The Bioculture and Climate Change Project focuses on an approach for adaptation based on communities and their ancestral knowledge on climate, which goes beyond the traditional approach of ecosystem-based adaptation (EbA). It is developed in the upper valley of Cochabamba, Bolivia, for the protection of watersheds, through the co-creation and revaluation of ancestral knowledge.
Consistent with national mandates and policies, Bolivia seeks the valorisation and recovery of ancestral knowledge as a central component of CC adaptation actions. This solution focuses on an approach of adaptation based on communities and their ancestral knowledge on climate, which goes beyond the traditional approach of ecosystems-based adaptation (EbA).
In this sense, the Bioculture and Climate Change Project has been executed by the Plurinational Authority of Mother Earth (APMT) with funding from the Swiss Development Cooperation (SDC). The articulating axis of the program is water, fundamental in the central Andes, as well as a component of food sovereignty and agrobiodiversity. It is developed in the upper valley of Cochabamba for the protection of watersheds, through the co-creation and revaluation of ancestral knowledge. The project benefits indigenous and peasant families from 300 communities in 27 municipalities in the Andean and sub-Andean areas of the country and proposes a fusion between the sustainable management of biodiversity and the revaluation of ancestral knowledge in order to develop endogenous biocultural models.

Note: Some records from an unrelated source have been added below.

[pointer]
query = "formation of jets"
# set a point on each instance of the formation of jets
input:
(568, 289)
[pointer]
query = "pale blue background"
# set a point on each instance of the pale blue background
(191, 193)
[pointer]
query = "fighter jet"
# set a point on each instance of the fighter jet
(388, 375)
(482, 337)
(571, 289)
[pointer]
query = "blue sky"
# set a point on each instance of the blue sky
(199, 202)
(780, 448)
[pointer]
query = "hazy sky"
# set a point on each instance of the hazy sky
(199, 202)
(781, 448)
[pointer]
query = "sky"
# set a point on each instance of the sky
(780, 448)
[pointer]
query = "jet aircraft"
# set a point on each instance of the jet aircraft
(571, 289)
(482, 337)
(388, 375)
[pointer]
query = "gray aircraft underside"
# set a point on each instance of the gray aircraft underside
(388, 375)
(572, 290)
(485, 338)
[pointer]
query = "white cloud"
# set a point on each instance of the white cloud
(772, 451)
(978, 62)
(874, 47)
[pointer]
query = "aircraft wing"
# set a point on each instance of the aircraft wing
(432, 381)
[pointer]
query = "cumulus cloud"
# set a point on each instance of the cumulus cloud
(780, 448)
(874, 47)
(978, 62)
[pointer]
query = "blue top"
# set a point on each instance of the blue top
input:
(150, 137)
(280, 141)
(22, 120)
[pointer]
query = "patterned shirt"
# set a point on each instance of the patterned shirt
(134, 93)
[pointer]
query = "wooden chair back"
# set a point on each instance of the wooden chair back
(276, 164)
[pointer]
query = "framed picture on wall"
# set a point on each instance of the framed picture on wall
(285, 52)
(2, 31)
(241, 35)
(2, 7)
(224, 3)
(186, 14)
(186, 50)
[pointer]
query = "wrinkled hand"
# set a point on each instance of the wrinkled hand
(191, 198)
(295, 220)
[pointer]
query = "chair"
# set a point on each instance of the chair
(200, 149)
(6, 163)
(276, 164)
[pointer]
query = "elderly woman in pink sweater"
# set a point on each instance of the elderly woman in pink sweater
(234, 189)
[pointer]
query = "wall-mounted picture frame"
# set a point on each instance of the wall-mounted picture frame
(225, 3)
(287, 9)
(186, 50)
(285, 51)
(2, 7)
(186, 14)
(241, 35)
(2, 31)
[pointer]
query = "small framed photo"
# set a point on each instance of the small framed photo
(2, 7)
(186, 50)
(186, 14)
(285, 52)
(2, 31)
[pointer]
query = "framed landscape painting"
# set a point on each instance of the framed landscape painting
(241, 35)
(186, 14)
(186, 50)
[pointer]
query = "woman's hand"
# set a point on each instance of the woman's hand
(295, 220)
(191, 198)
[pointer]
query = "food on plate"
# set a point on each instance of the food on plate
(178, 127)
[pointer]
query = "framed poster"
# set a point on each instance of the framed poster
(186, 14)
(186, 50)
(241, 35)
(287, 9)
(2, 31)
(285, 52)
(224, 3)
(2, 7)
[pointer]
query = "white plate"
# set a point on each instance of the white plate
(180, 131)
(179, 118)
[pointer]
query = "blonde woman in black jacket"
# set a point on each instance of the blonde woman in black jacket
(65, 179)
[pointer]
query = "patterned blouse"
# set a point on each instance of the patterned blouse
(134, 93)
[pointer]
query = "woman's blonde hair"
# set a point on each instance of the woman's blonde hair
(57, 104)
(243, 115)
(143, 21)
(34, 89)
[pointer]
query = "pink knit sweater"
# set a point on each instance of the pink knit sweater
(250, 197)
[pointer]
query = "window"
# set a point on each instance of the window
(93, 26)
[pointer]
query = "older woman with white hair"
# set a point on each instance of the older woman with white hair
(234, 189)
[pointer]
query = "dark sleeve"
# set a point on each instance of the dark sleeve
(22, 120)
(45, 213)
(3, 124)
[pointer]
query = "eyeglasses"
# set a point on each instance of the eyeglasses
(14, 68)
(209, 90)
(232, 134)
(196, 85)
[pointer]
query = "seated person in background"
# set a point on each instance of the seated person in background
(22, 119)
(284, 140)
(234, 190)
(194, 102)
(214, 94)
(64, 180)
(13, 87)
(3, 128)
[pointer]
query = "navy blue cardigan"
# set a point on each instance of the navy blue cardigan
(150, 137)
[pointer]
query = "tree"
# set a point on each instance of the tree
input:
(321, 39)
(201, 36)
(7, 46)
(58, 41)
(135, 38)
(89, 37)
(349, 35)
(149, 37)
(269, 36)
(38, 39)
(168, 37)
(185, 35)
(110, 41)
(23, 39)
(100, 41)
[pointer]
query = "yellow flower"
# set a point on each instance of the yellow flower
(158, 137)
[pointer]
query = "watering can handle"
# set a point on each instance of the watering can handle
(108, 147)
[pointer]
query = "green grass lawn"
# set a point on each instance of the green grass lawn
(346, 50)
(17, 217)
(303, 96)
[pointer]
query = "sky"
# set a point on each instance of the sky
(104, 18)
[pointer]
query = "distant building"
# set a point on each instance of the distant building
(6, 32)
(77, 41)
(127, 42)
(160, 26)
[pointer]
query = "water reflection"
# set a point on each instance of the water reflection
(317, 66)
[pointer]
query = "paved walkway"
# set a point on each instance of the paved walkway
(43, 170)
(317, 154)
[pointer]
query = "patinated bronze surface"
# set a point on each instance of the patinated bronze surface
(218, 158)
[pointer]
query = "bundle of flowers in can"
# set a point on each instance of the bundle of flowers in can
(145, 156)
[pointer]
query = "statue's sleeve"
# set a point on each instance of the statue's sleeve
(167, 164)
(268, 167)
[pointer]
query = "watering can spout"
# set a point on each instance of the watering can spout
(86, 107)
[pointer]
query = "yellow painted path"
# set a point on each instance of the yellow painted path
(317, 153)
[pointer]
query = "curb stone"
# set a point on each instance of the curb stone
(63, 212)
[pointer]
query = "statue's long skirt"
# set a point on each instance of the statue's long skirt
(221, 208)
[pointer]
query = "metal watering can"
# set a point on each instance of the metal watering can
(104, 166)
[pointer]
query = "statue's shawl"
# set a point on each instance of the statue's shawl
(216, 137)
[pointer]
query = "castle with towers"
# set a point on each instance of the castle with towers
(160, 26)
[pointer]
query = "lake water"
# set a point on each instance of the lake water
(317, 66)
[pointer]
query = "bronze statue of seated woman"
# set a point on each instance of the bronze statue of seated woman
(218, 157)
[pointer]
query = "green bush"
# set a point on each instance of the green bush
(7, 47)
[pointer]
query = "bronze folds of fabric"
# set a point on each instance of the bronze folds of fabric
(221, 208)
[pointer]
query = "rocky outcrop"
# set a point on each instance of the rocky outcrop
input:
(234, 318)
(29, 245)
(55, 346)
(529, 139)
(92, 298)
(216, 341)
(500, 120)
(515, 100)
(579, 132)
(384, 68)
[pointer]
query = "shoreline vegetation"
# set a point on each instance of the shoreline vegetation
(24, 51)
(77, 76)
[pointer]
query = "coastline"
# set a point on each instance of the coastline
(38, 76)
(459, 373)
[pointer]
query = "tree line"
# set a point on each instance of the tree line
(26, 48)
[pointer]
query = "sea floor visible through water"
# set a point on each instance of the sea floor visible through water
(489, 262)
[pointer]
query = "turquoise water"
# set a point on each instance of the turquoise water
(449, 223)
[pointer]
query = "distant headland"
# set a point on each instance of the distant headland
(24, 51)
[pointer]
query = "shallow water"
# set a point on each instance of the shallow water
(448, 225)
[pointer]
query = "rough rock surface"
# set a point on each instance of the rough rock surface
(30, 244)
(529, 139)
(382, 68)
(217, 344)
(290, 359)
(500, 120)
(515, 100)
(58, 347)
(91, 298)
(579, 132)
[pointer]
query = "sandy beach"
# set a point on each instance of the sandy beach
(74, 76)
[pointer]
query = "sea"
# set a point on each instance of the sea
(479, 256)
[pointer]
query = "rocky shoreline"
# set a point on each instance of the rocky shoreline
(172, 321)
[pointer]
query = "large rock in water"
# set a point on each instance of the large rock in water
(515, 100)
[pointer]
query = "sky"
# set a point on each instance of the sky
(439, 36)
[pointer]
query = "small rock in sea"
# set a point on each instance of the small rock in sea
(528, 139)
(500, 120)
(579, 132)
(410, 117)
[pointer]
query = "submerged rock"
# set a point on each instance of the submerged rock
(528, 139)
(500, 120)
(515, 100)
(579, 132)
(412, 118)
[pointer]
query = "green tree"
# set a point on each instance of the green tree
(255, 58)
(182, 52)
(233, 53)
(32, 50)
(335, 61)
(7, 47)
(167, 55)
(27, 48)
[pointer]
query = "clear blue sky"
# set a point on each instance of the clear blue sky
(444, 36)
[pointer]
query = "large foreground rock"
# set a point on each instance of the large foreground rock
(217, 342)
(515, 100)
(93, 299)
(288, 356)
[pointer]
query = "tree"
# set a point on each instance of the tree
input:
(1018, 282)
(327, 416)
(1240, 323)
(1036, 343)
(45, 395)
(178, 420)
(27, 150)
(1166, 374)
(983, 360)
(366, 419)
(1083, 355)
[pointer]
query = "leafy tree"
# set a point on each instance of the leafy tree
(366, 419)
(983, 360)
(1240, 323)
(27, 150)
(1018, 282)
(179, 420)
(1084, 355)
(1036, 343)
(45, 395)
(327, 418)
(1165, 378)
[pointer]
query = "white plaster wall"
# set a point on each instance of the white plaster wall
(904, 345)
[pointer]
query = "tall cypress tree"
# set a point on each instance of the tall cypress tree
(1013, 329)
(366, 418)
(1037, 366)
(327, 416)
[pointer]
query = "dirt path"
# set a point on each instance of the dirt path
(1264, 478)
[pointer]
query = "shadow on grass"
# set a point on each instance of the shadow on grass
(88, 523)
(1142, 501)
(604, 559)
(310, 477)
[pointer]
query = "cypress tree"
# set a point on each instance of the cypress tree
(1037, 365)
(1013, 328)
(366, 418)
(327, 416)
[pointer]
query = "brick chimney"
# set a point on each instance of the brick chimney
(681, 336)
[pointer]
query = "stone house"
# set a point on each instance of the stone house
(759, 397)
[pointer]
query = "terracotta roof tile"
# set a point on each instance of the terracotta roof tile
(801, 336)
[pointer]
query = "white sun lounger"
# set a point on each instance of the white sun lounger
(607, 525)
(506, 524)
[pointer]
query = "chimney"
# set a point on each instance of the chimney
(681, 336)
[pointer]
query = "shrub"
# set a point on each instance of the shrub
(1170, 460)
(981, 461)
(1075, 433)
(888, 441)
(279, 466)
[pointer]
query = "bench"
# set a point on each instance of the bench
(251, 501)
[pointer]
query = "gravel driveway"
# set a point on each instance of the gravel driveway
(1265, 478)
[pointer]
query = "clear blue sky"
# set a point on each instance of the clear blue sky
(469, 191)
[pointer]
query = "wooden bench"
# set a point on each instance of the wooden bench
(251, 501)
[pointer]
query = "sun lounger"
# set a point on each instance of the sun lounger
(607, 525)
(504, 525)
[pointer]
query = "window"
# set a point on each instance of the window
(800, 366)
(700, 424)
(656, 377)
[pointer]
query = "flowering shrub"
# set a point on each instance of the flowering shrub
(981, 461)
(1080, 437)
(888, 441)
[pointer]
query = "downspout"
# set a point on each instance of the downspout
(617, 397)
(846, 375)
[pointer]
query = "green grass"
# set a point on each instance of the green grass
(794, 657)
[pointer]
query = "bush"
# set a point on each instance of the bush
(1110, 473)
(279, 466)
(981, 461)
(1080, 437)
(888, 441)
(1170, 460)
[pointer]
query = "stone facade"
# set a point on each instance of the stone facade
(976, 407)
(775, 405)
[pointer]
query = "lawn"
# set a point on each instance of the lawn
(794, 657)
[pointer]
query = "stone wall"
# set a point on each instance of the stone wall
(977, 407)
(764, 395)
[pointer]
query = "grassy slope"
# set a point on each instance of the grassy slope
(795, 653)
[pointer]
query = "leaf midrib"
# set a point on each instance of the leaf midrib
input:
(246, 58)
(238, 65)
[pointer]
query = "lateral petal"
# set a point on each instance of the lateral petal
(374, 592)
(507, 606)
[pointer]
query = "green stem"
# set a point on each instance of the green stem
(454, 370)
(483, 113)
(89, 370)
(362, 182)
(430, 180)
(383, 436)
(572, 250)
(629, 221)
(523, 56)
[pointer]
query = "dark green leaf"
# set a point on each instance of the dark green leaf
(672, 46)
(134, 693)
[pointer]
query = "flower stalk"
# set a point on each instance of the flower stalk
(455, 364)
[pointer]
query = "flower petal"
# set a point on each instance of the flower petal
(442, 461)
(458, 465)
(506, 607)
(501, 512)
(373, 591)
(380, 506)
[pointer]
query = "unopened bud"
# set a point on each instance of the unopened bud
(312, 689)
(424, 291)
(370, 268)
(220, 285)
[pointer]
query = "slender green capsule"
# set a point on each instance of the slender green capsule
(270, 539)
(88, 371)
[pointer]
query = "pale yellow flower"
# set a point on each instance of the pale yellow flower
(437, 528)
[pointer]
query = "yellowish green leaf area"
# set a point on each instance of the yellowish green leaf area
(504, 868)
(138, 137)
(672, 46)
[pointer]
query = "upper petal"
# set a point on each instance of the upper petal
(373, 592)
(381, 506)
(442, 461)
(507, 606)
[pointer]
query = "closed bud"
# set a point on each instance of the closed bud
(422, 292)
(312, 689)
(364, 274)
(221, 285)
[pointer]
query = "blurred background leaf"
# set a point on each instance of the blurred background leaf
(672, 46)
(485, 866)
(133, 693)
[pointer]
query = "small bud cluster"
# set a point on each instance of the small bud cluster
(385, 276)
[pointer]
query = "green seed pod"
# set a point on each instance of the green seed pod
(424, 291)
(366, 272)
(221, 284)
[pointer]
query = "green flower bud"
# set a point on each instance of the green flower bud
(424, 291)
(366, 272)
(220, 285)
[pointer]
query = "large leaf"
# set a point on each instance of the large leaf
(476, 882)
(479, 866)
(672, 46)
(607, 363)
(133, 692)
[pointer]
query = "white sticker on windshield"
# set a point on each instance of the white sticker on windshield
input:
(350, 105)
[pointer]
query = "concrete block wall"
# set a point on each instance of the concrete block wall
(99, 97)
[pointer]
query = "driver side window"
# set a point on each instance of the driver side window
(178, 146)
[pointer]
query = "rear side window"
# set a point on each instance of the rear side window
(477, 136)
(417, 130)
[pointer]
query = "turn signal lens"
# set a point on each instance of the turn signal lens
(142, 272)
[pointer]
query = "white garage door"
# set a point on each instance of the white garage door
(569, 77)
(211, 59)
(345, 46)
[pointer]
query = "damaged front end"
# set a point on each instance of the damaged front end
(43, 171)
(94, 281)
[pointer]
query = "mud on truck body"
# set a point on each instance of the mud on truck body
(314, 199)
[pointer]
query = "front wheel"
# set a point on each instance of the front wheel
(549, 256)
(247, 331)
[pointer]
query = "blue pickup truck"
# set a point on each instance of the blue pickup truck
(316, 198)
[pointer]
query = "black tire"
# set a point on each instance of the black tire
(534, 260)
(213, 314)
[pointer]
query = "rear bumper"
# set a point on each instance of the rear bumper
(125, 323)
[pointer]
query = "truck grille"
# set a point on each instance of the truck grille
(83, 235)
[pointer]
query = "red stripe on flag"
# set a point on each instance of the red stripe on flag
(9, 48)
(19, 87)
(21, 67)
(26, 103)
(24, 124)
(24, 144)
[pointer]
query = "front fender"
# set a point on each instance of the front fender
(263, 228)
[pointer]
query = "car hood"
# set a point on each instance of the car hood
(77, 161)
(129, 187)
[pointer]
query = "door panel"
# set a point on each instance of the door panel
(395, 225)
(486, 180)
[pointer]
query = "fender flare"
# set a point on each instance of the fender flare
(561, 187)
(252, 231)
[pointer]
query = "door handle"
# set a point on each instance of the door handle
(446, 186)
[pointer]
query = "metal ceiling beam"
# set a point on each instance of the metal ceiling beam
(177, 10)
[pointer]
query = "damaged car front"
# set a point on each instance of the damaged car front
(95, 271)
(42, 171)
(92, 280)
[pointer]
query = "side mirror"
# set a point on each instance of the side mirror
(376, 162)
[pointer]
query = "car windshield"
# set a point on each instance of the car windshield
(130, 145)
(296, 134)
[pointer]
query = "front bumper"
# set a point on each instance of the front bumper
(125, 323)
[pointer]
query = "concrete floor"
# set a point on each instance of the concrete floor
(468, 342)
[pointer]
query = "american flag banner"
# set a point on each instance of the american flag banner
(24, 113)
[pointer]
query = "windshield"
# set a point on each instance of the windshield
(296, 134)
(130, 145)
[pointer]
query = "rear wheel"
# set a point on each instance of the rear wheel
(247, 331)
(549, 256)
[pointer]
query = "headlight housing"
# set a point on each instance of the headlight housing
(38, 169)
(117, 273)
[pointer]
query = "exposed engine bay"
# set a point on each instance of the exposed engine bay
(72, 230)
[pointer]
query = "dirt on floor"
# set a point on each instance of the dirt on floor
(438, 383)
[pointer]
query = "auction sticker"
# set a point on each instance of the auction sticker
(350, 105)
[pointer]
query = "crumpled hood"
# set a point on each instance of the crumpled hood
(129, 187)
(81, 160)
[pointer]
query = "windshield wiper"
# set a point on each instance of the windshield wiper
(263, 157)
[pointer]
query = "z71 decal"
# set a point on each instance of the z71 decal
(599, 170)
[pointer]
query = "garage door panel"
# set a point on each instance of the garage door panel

One of the implementation areas of the project is the municipality of Totora, department of Cochabamba. In the last decade, there has been significant losses in agricultural production due to climate change effects and the absence or poor application of productive policies in favor of the food security of families and communities. The Municipality of Totora is home to 3 basins - Totora River, Ivirizu River and Mizque River - which in turn make up 13 sub-basins. One of the major problems facing the area is the limited availability of water, problems of property rights delimitation, and the lack of watersheds protection.